Evaluate $\lim_{n \rightarrow \infty} \int_{-n}^n f(1+\frac{x}{n^2}) g(x) dx$

I want to evaluate $\lim_{n \rightarrow \infty} \int_{-n}^n f(1+\frac{x}{n^2}) g(x) dx$, where $g: \mathbb{R} \rightarrow \mathbb{R}$ is (Lebesgue)-integrable, and $f:\mathbb{R} \rightarrow \mathbb{R}$ is bounded, measurable and continuous at 1.

Approach 1 (confident about this)

My first approach is to use DCT, as follows.

1. First, for all $x \in \mathbb{R}$, $f(1+\frac{x}{n^2}) 1_{(-n,n)} \rightarrow f(1)$. Thus, the limit is ideally $\int_{\mathbb{R}} f(1) g(x) dx$.
2. Since $f$ is bounded, $|f(1+\frac{x}{n^2}) g(x)|$< $M|g(x)|$, where the RHS is integrable, so that by DCT, the above limit is$\int_{\mathbb{R}} f(1) g(x) dx$.

Approach 2 (not so confident about this)

My second approach was to note the $n^2$ denominator term and try out more "basic" analysis, since the above approach also seems to work with $n$ in the denominator term?

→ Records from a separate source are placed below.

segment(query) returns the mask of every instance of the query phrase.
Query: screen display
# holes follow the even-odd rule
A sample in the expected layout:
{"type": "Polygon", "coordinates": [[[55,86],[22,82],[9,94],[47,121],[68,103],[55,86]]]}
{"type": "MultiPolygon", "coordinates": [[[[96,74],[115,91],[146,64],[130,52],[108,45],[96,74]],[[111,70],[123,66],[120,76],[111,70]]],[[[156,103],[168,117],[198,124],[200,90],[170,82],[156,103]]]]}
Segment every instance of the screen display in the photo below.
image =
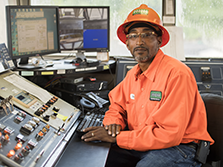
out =
{"type": "Polygon", "coordinates": [[[109,51],[109,7],[59,7],[61,50],[109,51]]]}
{"type": "Polygon", "coordinates": [[[116,62],[116,85],[118,85],[126,76],[127,72],[131,70],[137,62],[130,58],[130,59],[117,59],[116,62]]]}
{"type": "Polygon", "coordinates": [[[60,52],[58,7],[7,6],[6,12],[13,59],[60,52]]]}

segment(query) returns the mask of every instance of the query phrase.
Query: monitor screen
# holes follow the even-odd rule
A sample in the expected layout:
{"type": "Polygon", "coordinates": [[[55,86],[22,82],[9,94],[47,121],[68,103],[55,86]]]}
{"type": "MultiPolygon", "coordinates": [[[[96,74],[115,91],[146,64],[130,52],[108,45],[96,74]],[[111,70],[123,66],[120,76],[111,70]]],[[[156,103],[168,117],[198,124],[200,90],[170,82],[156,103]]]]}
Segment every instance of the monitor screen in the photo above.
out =
{"type": "Polygon", "coordinates": [[[132,58],[117,59],[116,61],[116,85],[118,85],[126,76],[127,72],[131,70],[137,62],[132,58]]]}
{"type": "Polygon", "coordinates": [[[6,6],[12,59],[60,52],[58,7],[6,6]]]}
{"type": "Polygon", "coordinates": [[[108,6],[60,6],[60,49],[109,51],[108,6]]]}

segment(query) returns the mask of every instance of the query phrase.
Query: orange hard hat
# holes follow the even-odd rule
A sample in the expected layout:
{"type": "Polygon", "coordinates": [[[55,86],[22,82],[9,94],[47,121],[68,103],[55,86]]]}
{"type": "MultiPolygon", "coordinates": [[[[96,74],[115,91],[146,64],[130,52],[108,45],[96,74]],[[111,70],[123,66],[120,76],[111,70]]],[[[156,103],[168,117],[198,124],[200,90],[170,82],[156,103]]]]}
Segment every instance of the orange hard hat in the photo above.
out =
{"type": "Polygon", "coordinates": [[[158,26],[162,32],[162,44],[160,47],[168,43],[170,35],[166,28],[163,27],[163,23],[158,13],[145,4],[142,4],[138,8],[132,10],[124,23],[118,27],[117,35],[123,43],[126,42],[126,27],[132,22],[145,22],[158,26]]]}

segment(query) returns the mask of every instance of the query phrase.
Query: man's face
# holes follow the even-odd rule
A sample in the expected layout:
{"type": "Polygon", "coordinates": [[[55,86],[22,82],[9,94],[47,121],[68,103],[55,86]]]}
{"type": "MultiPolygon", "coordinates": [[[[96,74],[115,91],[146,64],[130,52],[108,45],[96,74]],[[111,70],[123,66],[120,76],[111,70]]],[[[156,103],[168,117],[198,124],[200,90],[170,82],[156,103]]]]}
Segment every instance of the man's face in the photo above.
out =
{"type": "Polygon", "coordinates": [[[138,63],[151,62],[162,43],[161,36],[157,36],[149,27],[138,27],[130,30],[126,46],[138,63]]]}

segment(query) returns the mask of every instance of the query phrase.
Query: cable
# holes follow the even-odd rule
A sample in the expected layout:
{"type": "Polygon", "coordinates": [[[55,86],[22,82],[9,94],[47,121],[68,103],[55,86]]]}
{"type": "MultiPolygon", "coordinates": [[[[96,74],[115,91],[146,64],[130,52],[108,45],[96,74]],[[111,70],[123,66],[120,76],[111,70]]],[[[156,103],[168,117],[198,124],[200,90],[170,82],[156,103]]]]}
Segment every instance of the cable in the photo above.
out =
{"type": "Polygon", "coordinates": [[[51,82],[53,82],[54,80],[56,80],[56,79],[61,79],[61,78],[65,78],[65,77],[60,76],[60,77],[53,78],[53,79],[51,79],[50,81],[48,81],[44,87],[46,87],[47,85],[49,85],[49,84],[50,84],[51,82]]]}
{"type": "Polygon", "coordinates": [[[65,60],[65,59],[68,59],[70,57],[76,57],[76,56],[74,55],[74,53],[69,53],[68,56],[64,56],[61,60],[65,60]]]}
{"type": "Polygon", "coordinates": [[[57,83],[59,83],[59,79],[56,80],[56,81],[53,81],[53,82],[49,83],[49,84],[46,85],[44,88],[47,88],[47,87],[49,87],[50,85],[56,85],[57,83]]]}
{"type": "Polygon", "coordinates": [[[110,84],[112,84],[112,82],[115,81],[115,77],[114,77],[114,75],[112,74],[111,68],[109,68],[108,70],[109,70],[109,72],[110,72],[110,74],[111,74],[111,76],[112,76],[112,80],[108,83],[108,86],[109,86],[110,84]]]}

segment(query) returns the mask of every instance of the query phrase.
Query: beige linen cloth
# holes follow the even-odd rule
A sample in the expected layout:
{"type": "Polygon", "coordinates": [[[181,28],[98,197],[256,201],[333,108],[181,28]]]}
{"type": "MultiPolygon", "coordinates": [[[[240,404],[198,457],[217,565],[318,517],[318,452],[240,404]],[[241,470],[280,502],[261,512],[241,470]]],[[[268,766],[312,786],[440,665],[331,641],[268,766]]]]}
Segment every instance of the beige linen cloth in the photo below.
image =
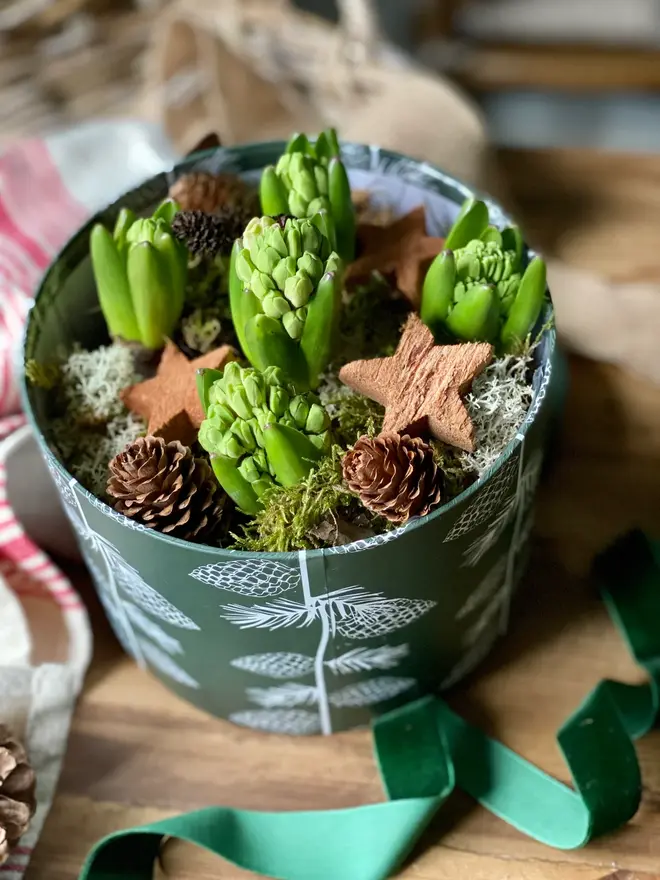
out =
{"type": "MultiPolygon", "coordinates": [[[[294,11],[288,0],[180,0],[153,35],[146,112],[155,108],[181,152],[210,131],[230,145],[334,124],[346,140],[455,174],[515,216],[478,109],[442,77],[411,66],[382,41],[375,47],[367,0],[338,6],[341,27],[294,11]],[[349,38],[357,55],[350,64],[349,38]],[[306,95],[292,87],[295,75],[311,85],[306,95]]],[[[548,277],[567,348],[660,381],[657,284],[613,283],[554,259],[548,277]]]]}

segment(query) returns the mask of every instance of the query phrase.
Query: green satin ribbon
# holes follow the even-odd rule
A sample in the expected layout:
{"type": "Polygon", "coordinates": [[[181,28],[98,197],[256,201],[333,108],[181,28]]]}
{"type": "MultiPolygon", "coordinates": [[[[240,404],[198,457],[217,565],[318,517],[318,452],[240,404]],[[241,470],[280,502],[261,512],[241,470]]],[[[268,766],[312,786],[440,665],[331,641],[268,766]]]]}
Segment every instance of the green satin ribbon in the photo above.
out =
{"type": "Polygon", "coordinates": [[[165,837],[280,880],[385,880],[455,787],[558,849],[584,846],[617,828],[636,813],[641,797],[633,740],[649,731],[658,713],[659,549],[633,532],[598,557],[594,572],[649,681],[602,681],[561,727],[557,740],[574,789],[463,721],[443,700],[426,697],[373,725],[386,802],[314,812],[211,807],[187,813],[106,837],[80,880],[150,880],[165,837]]]}

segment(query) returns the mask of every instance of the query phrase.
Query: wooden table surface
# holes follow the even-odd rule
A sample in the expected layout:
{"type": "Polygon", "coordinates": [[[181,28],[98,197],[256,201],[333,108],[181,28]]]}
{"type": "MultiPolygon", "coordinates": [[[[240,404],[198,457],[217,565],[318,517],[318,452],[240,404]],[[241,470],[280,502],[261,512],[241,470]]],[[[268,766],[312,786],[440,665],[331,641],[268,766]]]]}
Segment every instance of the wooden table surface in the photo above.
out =
{"type": "MultiPolygon", "coordinates": [[[[503,158],[535,245],[612,276],[637,277],[641,266],[648,277],[660,277],[660,158],[503,158]]],[[[535,560],[511,633],[450,697],[466,717],[563,781],[567,768],[555,743],[562,720],[602,677],[639,678],[585,577],[589,561],[631,526],[660,535],[660,387],[578,358],[570,366],[560,454],[542,488],[535,560]]],[[[122,654],[86,576],[72,574],[92,612],[94,661],[28,880],[75,880],[86,852],[104,834],[205,805],[311,809],[382,799],[366,732],[326,740],[279,738],[189,707],[122,654]]],[[[457,794],[401,876],[657,880],[660,736],[646,737],[639,755],[643,805],[616,834],[576,852],[558,852],[457,794]]],[[[155,876],[248,875],[171,843],[155,876]]]]}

However, I am doubtful about some steps, which I've typed in boldface. Please let me know if those steps are correct or not

1. For $x \in [-n,n]$, we have that $\frac{x}{n^2} \rightarrow 0$ uniformly in $x$. Since $f$ is continuous at $1$, this yields that $f(1+ \frac{x}{n^2}) \rightarrow f(1)$ uniformly on $[-n,n]$. Does this imply that $f(1+ \frac{x}{n^2}) 1_{(-n,n)}(x) \rightarrow f(1)$ uniformly in $x$, too?(I don't think it does, since $x \notin (-n,n) \implies f(1+ \frac{x}{n^2}) 1_{(-n,n)}(x) = 0$)And if it doesn't, then what that means is that "uniformly on $[-n,n]$" is not the same as simply attaching an indicator on that interval...

Supposing, however, that it is the same as attaching an indicator: Since we have a uniform limit now, it'd be nice to express the integral as a limit and then commute things. Hence, since g is integrable, so that $\int g = \int g_n$ for simple functions $g_n$, we have that (working backwards):

$$ \int f(1) g = \int \lim_{n \rightarrow \infty} f(1 + x/n^2) 1_{(-n,n)} g(x) dx = \lim_{m \rightarrow \infty} \int \lim_{n \rightarrow \infty} f(1 + x/n^2) 1_{(-n,n)} g_m(x) dx $$

$$ = \lim_{n \rightarrow \infty} \lim_{m \rightarrow \infty} \int f(1 + x/n^2) 1_{(-n,n)} g_m(x) dx = \lim_{n \rightarrow \infty} \int f(1 + x/n^2) 1_{(-n,n)} g(x) dx $$

, where we can commute the limits since (i) the limit with respect to $n$ is uniformly convergent, and (ii) the integral following the second equality sign is really a finite sum.